Sur les recommandations de l’équipe médicale, un bénévole des Petits Frères des Pauvres venait discuter avec le malade. Pour Isabelle et son père, ces visites étaient extrêmement importantes. Elles permettaient de sortir du milieu familial et d’introduire « quelqu’un de l’extérieur ». Le patient réclamait, en effet, une grande disponibilité ; il craignait de rester seul : « L’angoisse de la mort était très présente en lui. Il souhaitait quelqu’un en permanence à son chevet », se souvient Isabelle. D’emblée, son père s’est parfaitement entendu avec le représentant des Petits Frères des Pauvres. Ce nouvel ami lui a même permis de réaliser un dernier rêve : reprendre la photo. Ensemble, ils avaient aménagé un mini labo dans l’appartement de la famille Loubier.

Isabelle se souvient de ses sept mois comme d’un période « très intense et enrichissante » : « J’ai découvert des facettes de mon père que je ne connaissais pas. J’ai vécu le fait qu’il soit mort à la maison comme quelque chose de naturel. Cela m’a apporté de la sérénité. Sinon, j’aurais culpabilisé sur plein de choses. »

Les difficultés rencontrées

La jeune femme pointe, cependant, un certain nombre de difficultés. Peu de temps avant sa mort, son père, dont la santé s’était brutalement dégradée, a dû être hospitalisé dans un établissement éloigné. Isabelle qui venait d’accoucher d’une petite fille (à domicile, sous les yeux de son père !) ne pouvait lui rendre visite aussi souvent qu’elle le souhaitait. Ce fut un moment très dur : « Il se sentait très seul. J’ai vraiment regretté qu’il ne puisse être hospitalisé plus près de chez nous, afin d’assurer la continuité. »

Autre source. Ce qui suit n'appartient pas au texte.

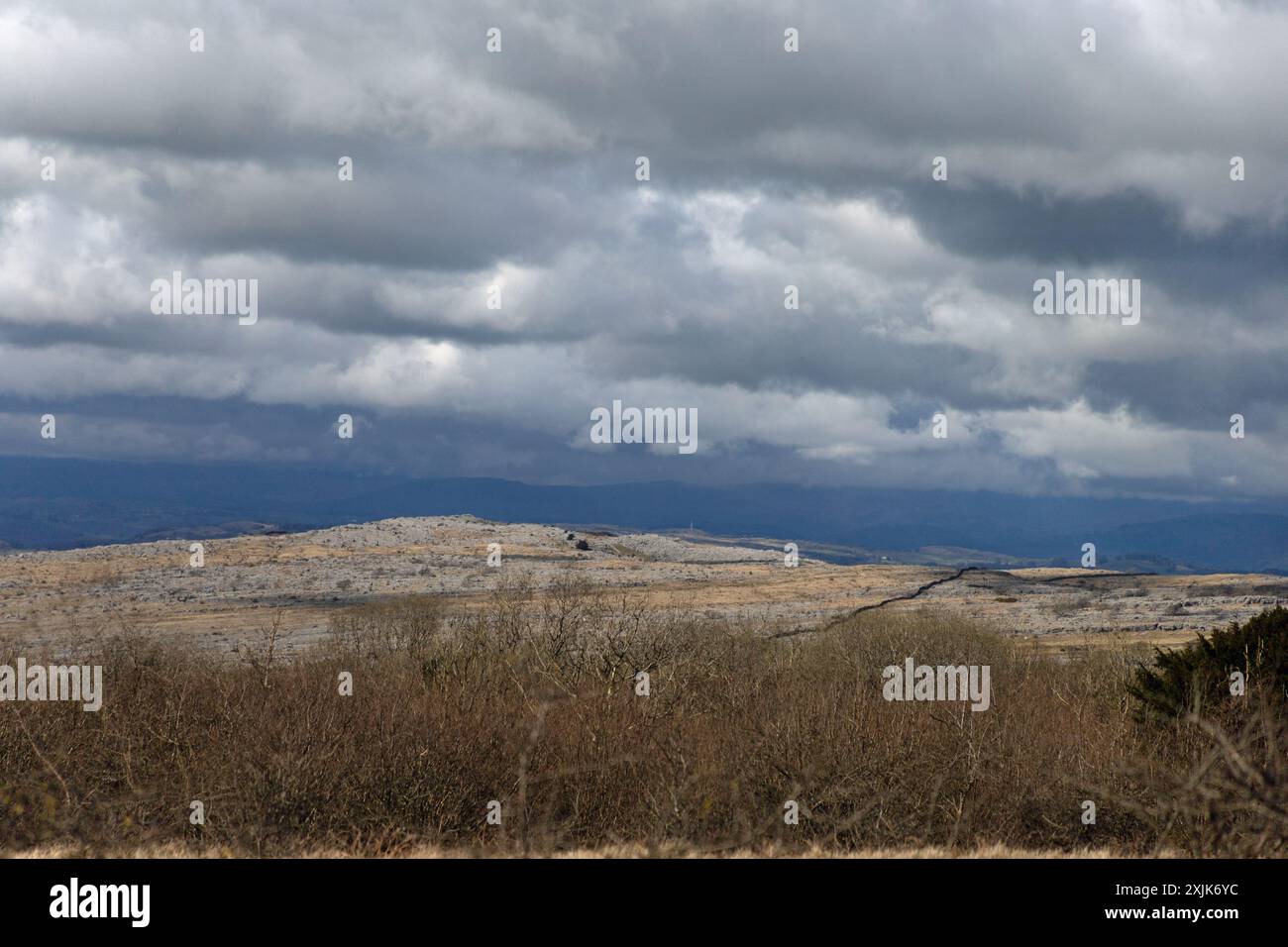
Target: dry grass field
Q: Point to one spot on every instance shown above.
(528, 709)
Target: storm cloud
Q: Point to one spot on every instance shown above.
(516, 170)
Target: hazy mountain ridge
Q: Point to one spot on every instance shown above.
(64, 504)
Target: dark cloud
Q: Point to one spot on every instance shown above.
(516, 170)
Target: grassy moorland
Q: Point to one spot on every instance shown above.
(533, 703)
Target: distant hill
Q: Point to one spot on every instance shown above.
(60, 504)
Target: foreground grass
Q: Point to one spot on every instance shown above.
(531, 709)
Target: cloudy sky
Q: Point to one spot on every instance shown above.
(518, 169)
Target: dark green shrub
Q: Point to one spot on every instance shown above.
(1198, 676)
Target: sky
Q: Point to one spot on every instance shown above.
(513, 175)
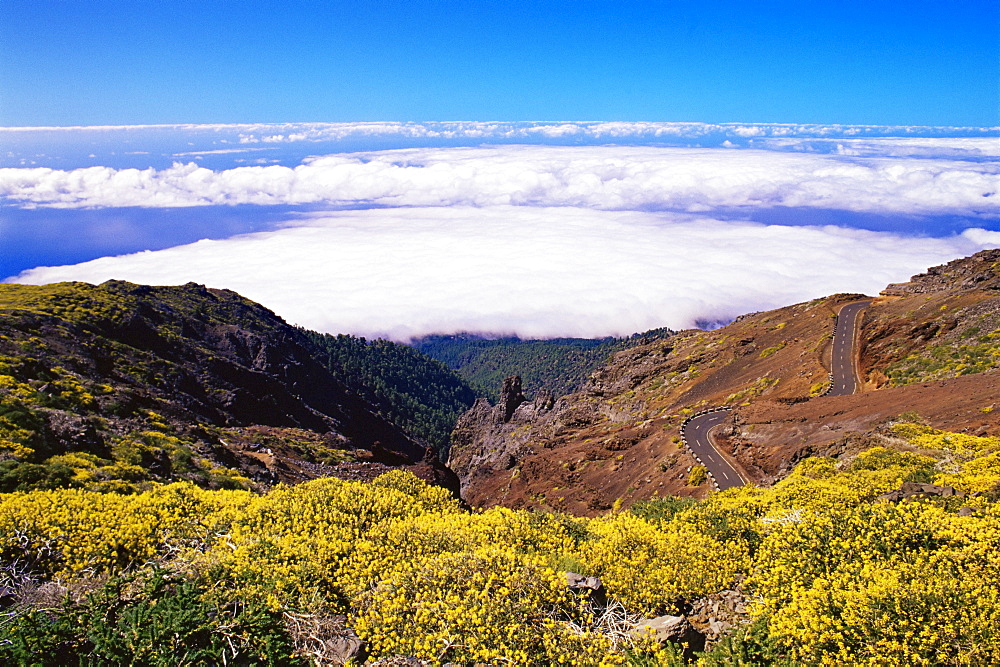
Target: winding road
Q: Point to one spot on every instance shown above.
(697, 430)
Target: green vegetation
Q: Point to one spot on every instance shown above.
(559, 365)
(837, 574)
(417, 393)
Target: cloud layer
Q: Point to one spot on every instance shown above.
(530, 271)
(605, 178)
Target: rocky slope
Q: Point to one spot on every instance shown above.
(618, 439)
(118, 384)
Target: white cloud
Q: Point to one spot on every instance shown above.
(532, 271)
(607, 178)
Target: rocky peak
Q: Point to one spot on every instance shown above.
(980, 271)
(511, 397)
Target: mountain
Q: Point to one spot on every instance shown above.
(117, 385)
(929, 348)
(557, 366)
(410, 388)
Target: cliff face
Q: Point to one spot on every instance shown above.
(192, 360)
(931, 346)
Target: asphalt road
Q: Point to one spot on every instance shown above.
(844, 379)
(697, 431)
(697, 435)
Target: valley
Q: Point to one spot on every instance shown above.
(183, 455)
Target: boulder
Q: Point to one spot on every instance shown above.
(674, 629)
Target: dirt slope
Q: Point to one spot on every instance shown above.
(937, 338)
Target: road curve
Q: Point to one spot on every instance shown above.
(697, 430)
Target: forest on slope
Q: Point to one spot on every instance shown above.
(121, 386)
(886, 556)
(557, 365)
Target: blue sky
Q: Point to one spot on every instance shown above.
(535, 168)
(138, 62)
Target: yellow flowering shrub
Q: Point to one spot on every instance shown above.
(831, 575)
(490, 606)
(654, 569)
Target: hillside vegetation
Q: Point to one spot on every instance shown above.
(558, 365)
(411, 389)
(830, 569)
(119, 386)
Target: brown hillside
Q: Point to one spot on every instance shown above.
(927, 347)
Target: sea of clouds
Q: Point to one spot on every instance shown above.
(585, 230)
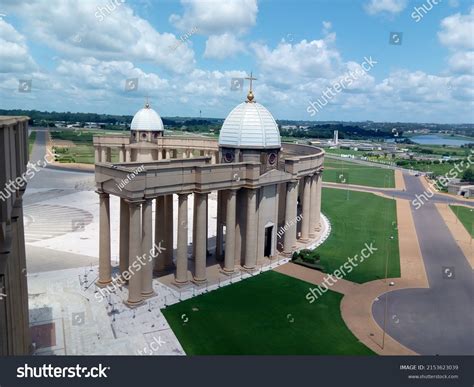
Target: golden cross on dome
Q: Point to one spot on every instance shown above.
(250, 95)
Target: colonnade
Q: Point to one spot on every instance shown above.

Mère de deux jeunes enfants, elle ne pouvait accorder à toute sa famille la même attention, ce qui provoquait parfois des tensions. A long terme, il aurait fallu embaucher une personne qui reste en permanence au chevet du malade. (…) Enfin, Isabelle regrette certains points de l’organisation de l’équipe médicale qui s’occupait de son père. Les infirmières et les aides-soignantes qui se relayaient n’étaient pas toujours les mêmes. Conséquence : la qualité des relations qu’elles entretenaient avec le patient était inégale. Par ailleurs, la jeune femme estime qu’elles n’étaient pas assez formées à l’accompagnement en fin de vie."